This invention relates to joining tables in databases, and in particular to hash join method of joining tables in databases.
Relational database store information as tables or relations. For example, in a database schema describing an organization, one relation may store information describing employees and another relation may store information describing departments. Each row of the department relation may represent a department and each row of the employee relation may represent an employee. Each relation may have a key that identifies a particular entity represented in the relation. For example, each employee may be associated with a key value that uniquely identifies the employee. Key values that identify employees can be employee id or social security numbers of employees. Similarly, the department relation may have a key based on the department name or a unique department id. The employee information may refer to a department associated with the employee using the corresponding department id.
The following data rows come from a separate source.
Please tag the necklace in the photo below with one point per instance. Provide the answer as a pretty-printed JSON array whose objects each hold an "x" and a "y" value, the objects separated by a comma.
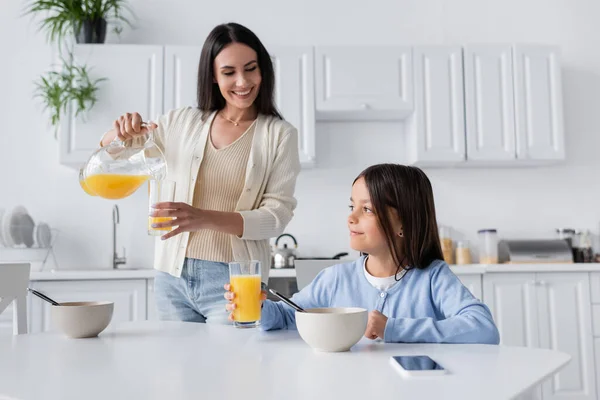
[{"x": 236, "y": 123}]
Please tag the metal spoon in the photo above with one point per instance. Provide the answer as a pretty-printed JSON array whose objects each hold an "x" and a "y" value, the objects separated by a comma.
[
  {"x": 287, "y": 301},
  {"x": 43, "y": 297}
]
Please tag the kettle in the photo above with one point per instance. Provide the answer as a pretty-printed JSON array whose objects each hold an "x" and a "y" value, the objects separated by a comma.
[
  {"x": 117, "y": 170},
  {"x": 284, "y": 257}
]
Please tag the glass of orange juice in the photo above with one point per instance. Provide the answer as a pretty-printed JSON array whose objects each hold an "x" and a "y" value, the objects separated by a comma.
[
  {"x": 159, "y": 191},
  {"x": 244, "y": 278}
]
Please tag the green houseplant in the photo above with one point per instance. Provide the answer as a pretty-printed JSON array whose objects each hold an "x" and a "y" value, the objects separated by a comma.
[
  {"x": 86, "y": 19},
  {"x": 71, "y": 85}
]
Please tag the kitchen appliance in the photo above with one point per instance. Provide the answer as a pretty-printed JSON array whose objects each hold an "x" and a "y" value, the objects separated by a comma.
[{"x": 536, "y": 251}]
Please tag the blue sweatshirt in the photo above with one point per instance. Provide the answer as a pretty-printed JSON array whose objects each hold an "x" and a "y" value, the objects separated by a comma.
[{"x": 426, "y": 305}]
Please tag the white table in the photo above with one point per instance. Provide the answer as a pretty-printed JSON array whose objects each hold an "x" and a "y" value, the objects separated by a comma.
[{"x": 174, "y": 360}]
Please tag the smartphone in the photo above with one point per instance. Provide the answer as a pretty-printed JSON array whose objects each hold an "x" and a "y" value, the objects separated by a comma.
[{"x": 416, "y": 366}]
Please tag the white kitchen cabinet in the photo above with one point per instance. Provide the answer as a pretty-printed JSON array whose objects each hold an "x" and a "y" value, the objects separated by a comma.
[
  {"x": 547, "y": 310},
  {"x": 363, "y": 82},
  {"x": 489, "y": 103},
  {"x": 128, "y": 295},
  {"x": 294, "y": 87},
  {"x": 473, "y": 283},
  {"x": 151, "y": 312},
  {"x": 181, "y": 76},
  {"x": 134, "y": 84},
  {"x": 538, "y": 103},
  {"x": 295, "y": 95},
  {"x": 435, "y": 132}
]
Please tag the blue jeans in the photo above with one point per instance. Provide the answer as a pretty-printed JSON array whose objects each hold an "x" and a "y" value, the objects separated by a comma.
[{"x": 196, "y": 296}]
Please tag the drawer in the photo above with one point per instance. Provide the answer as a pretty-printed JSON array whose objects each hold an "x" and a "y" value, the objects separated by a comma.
[
  {"x": 595, "y": 287},
  {"x": 596, "y": 319}
]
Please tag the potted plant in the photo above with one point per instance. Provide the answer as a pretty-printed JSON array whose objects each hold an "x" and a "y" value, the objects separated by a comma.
[
  {"x": 71, "y": 85},
  {"x": 86, "y": 19}
]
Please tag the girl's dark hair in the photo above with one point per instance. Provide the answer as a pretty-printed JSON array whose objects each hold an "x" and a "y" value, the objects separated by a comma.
[
  {"x": 407, "y": 191},
  {"x": 209, "y": 95}
]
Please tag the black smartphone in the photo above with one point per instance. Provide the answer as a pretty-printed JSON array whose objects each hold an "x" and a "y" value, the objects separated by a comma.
[{"x": 286, "y": 300}]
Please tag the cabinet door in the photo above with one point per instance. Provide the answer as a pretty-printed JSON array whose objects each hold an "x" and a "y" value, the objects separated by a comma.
[
  {"x": 473, "y": 283},
  {"x": 134, "y": 84},
  {"x": 152, "y": 314},
  {"x": 436, "y": 130},
  {"x": 181, "y": 76},
  {"x": 489, "y": 102},
  {"x": 538, "y": 103},
  {"x": 129, "y": 297},
  {"x": 363, "y": 82},
  {"x": 564, "y": 310},
  {"x": 511, "y": 298},
  {"x": 294, "y": 94}
]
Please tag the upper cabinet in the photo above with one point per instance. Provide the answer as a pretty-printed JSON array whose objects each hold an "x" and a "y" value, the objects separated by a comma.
[
  {"x": 489, "y": 103},
  {"x": 538, "y": 102},
  {"x": 510, "y": 114},
  {"x": 435, "y": 132},
  {"x": 473, "y": 105},
  {"x": 134, "y": 84},
  {"x": 295, "y": 95},
  {"x": 363, "y": 82}
]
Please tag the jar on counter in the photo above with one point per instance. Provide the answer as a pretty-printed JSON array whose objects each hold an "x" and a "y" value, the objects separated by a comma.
[
  {"x": 463, "y": 253},
  {"x": 582, "y": 247},
  {"x": 446, "y": 243},
  {"x": 566, "y": 234},
  {"x": 488, "y": 246}
]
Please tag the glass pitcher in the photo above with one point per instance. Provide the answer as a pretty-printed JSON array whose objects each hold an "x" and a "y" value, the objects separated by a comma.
[{"x": 117, "y": 170}]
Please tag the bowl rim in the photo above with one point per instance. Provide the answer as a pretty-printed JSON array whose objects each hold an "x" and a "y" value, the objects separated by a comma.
[
  {"x": 83, "y": 304},
  {"x": 327, "y": 311}
]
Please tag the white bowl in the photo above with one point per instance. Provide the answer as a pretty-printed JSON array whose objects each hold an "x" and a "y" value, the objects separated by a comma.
[
  {"x": 82, "y": 319},
  {"x": 332, "y": 329}
]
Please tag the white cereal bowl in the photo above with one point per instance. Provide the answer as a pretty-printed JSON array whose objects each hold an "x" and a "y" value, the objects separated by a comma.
[
  {"x": 82, "y": 319},
  {"x": 332, "y": 329}
]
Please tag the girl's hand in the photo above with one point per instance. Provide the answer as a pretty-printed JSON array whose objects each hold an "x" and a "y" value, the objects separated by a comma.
[
  {"x": 185, "y": 217},
  {"x": 129, "y": 126},
  {"x": 375, "y": 325},
  {"x": 230, "y": 306}
]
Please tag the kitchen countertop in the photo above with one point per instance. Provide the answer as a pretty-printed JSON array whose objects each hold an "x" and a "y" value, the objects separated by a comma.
[
  {"x": 100, "y": 274},
  {"x": 193, "y": 361}
]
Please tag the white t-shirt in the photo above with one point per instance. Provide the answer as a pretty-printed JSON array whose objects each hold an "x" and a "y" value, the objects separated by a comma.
[{"x": 382, "y": 284}]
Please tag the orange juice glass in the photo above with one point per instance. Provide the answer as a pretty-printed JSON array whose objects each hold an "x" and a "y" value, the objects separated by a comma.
[
  {"x": 244, "y": 278},
  {"x": 159, "y": 191}
]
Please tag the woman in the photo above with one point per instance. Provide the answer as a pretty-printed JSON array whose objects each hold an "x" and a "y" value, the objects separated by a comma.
[{"x": 235, "y": 162}]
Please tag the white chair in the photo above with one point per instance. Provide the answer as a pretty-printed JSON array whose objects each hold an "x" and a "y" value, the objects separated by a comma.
[
  {"x": 307, "y": 270},
  {"x": 14, "y": 279}
]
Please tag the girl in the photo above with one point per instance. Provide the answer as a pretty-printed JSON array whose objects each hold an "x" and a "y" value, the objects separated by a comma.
[
  {"x": 412, "y": 294},
  {"x": 235, "y": 162}
]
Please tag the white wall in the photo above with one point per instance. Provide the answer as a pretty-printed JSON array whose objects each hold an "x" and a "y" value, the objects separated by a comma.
[{"x": 519, "y": 202}]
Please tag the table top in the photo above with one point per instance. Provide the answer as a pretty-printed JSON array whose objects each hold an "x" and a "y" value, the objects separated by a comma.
[{"x": 178, "y": 360}]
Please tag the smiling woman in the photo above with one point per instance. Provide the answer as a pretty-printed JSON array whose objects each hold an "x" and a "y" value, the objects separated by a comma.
[{"x": 235, "y": 163}]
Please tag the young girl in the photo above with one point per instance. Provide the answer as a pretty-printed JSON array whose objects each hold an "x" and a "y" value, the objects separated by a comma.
[{"x": 411, "y": 293}]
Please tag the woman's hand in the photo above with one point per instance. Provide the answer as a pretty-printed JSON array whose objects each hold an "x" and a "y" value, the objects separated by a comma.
[
  {"x": 185, "y": 217},
  {"x": 127, "y": 126},
  {"x": 229, "y": 295}
]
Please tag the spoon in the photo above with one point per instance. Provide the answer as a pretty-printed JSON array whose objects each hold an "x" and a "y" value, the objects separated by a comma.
[
  {"x": 287, "y": 301},
  {"x": 43, "y": 297}
]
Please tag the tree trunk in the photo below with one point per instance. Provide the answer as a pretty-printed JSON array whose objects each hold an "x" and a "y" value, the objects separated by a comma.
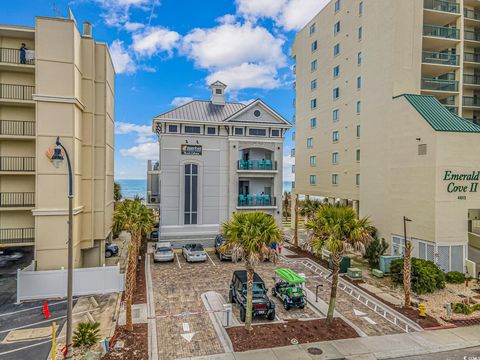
[
  {"x": 336, "y": 259},
  {"x": 248, "y": 314}
]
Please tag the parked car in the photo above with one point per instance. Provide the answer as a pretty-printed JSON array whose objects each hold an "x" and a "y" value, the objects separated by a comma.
[
  {"x": 163, "y": 252},
  {"x": 262, "y": 305},
  {"x": 225, "y": 254},
  {"x": 194, "y": 252},
  {"x": 111, "y": 249}
]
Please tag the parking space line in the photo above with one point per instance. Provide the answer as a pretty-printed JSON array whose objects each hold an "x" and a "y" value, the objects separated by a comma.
[
  {"x": 178, "y": 261},
  {"x": 206, "y": 252}
]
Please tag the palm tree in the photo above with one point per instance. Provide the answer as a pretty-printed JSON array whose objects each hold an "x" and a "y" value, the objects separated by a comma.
[
  {"x": 250, "y": 236},
  {"x": 337, "y": 229}
]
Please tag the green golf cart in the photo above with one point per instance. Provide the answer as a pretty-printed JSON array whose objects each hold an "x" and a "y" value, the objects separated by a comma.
[{"x": 288, "y": 288}]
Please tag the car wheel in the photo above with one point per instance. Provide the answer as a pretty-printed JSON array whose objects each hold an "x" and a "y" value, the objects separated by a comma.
[{"x": 242, "y": 314}]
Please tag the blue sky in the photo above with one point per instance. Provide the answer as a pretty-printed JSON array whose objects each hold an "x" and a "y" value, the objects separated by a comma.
[{"x": 166, "y": 52}]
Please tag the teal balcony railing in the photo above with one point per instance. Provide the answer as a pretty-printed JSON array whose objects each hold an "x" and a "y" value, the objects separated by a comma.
[
  {"x": 471, "y": 14},
  {"x": 439, "y": 84},
  {"x": 442, "y": 58},
  {"x": 441, "y": 31},
  {"x": 442, "y": 5}
]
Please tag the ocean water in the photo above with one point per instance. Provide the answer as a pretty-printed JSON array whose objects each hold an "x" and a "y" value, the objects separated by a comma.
[{"x": 132, "y": 187}]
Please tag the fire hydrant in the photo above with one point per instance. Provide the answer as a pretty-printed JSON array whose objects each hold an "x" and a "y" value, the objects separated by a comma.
[{"x": 422, "y": 309}]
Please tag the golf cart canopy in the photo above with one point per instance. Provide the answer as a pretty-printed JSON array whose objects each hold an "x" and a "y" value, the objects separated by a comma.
[{"x": 290, "y": 276}]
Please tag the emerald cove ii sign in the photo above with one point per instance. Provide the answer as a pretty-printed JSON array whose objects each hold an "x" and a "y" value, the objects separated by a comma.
[{"x": 462, "y": 183}]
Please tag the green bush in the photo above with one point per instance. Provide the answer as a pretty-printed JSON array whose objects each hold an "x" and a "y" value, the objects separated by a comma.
[
  {"x": 426, "y": 277},
  {"x": 454, "y": 277}
]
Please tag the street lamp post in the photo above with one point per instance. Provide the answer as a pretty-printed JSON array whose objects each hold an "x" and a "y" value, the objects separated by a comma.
[
  {"x": 57, "y": 159},
  {"x": 407, "y": 260}
]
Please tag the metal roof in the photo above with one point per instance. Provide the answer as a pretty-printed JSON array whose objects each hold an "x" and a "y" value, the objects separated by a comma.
[
  {"x": 439, "y": 117},
  {"x": 204, "y": 111}
]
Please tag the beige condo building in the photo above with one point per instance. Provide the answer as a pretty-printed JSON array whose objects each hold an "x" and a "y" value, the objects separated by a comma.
[
  {"x": 63, "y": 85},
  {"x": 387, "y": 107}
]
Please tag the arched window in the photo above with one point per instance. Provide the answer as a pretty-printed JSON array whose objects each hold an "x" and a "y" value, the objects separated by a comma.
[{"x": 191, "y": 194}]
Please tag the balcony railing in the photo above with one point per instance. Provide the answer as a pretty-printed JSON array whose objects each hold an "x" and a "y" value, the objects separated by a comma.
[
  {"x": 17, "y": 163},
  {"x": 471, "y": 101},
  {"x": 257, "y": 165},
  {"x": 257, "y": 200},
  {"x": 439, "y": 84},
  {"x": 471, "y": 79},
  {"x": 12, "y": 56},
  {"x": 442, "y": 5},
  {"x": 17, "y": 235},
  {"x": 17, "y": 199},
  {"x": 16, "y": 92},
  {"x": 441, "y": 58},
  {"x": 441, "y": 31},
  {"x": 472, "y": 35},
  {"x": 471, "y": 14}
]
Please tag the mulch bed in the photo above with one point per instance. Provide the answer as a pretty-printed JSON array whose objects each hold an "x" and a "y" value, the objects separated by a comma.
[
  {"x": 281, "y": 334},
  {"x": 135, "y": 344}
]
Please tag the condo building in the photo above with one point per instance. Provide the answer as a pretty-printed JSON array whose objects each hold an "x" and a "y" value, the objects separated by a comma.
[
  {"x": 387, "y": 107},
  {"x": 217, "y": 158},
  {"x": 55, "y": 81}
]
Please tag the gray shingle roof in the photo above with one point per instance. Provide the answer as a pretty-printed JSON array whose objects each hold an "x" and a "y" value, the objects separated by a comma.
[{"x": 199, "y": 110}]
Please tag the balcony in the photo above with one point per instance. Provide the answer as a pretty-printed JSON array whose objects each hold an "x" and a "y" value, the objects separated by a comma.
[
  {"x": 17, "y": 199},
  {"x": 436, "y": 63},
  {"x": 17, "y": 237},
  {"x": 17, "y": 164},
  {"x": 13, "y": 93}
]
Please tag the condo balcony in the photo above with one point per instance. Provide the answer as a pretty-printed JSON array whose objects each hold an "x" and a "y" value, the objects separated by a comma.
[
  {"x": 17, "y": 199},
  {"x": 436, "y": 63},
  {"x": 17, "y": 237}
]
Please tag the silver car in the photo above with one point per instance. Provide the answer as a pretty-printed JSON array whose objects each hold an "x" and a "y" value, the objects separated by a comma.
[
  {"x": 163, "y": 252},
  {"x": 194, "y": 252}
]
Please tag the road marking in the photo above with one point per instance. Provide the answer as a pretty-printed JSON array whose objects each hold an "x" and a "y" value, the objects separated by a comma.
[
  {"x": 210, "y": 259},
  {"x": 178, "y": 261}
]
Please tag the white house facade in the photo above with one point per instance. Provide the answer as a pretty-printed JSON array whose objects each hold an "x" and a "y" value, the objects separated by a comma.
[{"x": 216, "y": 158}]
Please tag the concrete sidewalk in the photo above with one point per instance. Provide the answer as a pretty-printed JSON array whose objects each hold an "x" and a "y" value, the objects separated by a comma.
[{"x": 378, "y": 347}]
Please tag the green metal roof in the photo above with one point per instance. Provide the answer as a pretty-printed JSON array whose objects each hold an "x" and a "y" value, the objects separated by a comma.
[
  {"x": 290, "y": 276},
  {"x": 439, "y": 117}
]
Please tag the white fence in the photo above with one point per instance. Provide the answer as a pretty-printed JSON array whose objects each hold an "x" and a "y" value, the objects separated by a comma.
[{"x": 33, "y": 285}]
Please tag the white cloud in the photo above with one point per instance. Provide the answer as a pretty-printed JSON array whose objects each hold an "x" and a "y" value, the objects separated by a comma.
[
  {"x": 178, "y": 101},
  {"x": 122, "y": 61},
  {"x": 144, "y": 151},
  {"x": 154, "y": 40}
]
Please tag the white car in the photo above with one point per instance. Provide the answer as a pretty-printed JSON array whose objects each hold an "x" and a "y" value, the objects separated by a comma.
[
  {"x": 163, "y": 252},
  {"x": 194, "y": 252}
]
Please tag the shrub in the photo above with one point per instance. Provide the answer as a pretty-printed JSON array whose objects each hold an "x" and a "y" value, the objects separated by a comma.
[
  {"x": 373, "y": 250},
  {"x": 86, "y": 335},
  {"x": 454, "y": 277},
  {"x": 426, "y": 277}
]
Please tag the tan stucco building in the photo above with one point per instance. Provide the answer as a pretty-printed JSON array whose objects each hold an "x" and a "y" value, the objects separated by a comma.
[
  {"x": 386, "y": 112},
  {"x": 62, "y": 85}
]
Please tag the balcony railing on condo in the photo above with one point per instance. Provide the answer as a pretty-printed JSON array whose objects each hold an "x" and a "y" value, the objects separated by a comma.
[
  {"x": 17, "y": 163},
  {"x": 16, "y": 92},
  {"x": 472, "y": 35},
  {"x": 439, "y": 84},
  {"x": 471, "y": 79},
  {"x": 471, "y": 57},
  {"x": 17, "y": 199},
  {"x": 257, "y": 165},
  {"x": 471, "y": 14},
  {"x": 471, "y": 101},
  {"x": 442, "y": 58},
  {"x": 17, "y": 235},
  {"x": 12, "y": 56},
  {"x": 256, "y": 200},
  {"x": 442, "y": 5},
  {"x": 441, "y": 31},
  {"x": 17, "y": 128}
]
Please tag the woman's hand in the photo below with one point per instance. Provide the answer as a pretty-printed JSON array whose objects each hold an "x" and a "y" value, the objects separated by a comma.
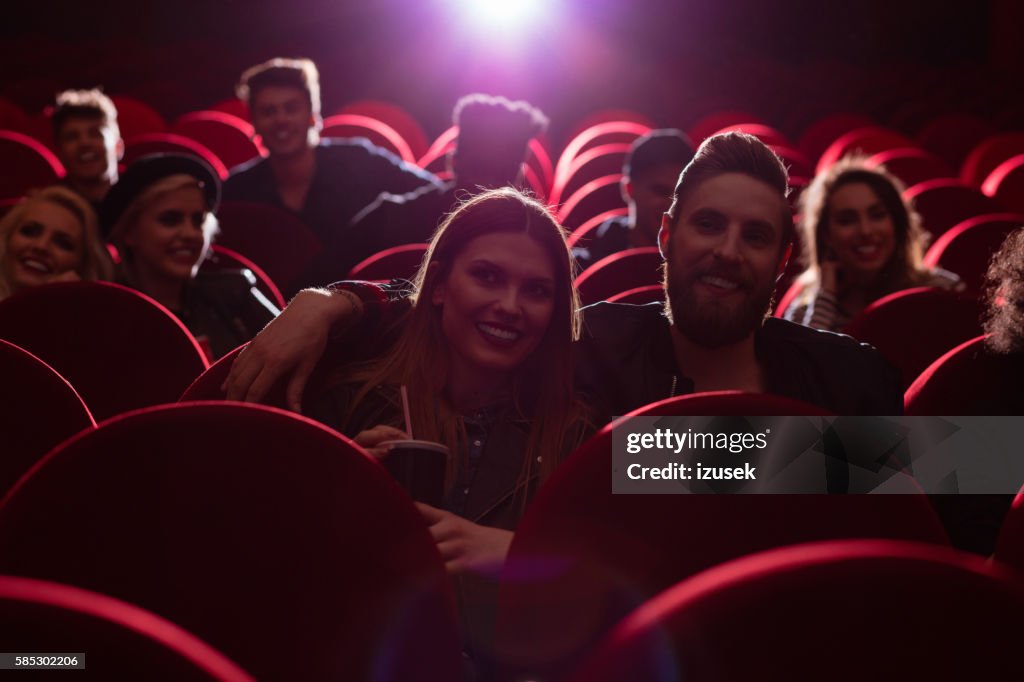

A user that wants to retrieve information combining the employee and department relation may issue a join query that specifies a join clause relating fields from the relation being joined.
Various techniques are used by databases to perform joins of tables including nested-loop join, sort-merge join, and hash join. A hash join algorithm typically builds a hash table for one of the relations and probes the hash table for each record of the other table in the join relation. For performance reasons it is preferable to store the data structures used in the hash-join process in memory rather than on persistent storage e.g., disk. However, several scenarios cause the hash-join process to run out of memory, thereby requiring the structures to be stored on disk. This causes the performance of the queries based on the hash join process to be degraded. Bad performance of queries often requires analysis by experts to determine how to speed up the queries and may consume significant resources of development and support teams of an organization.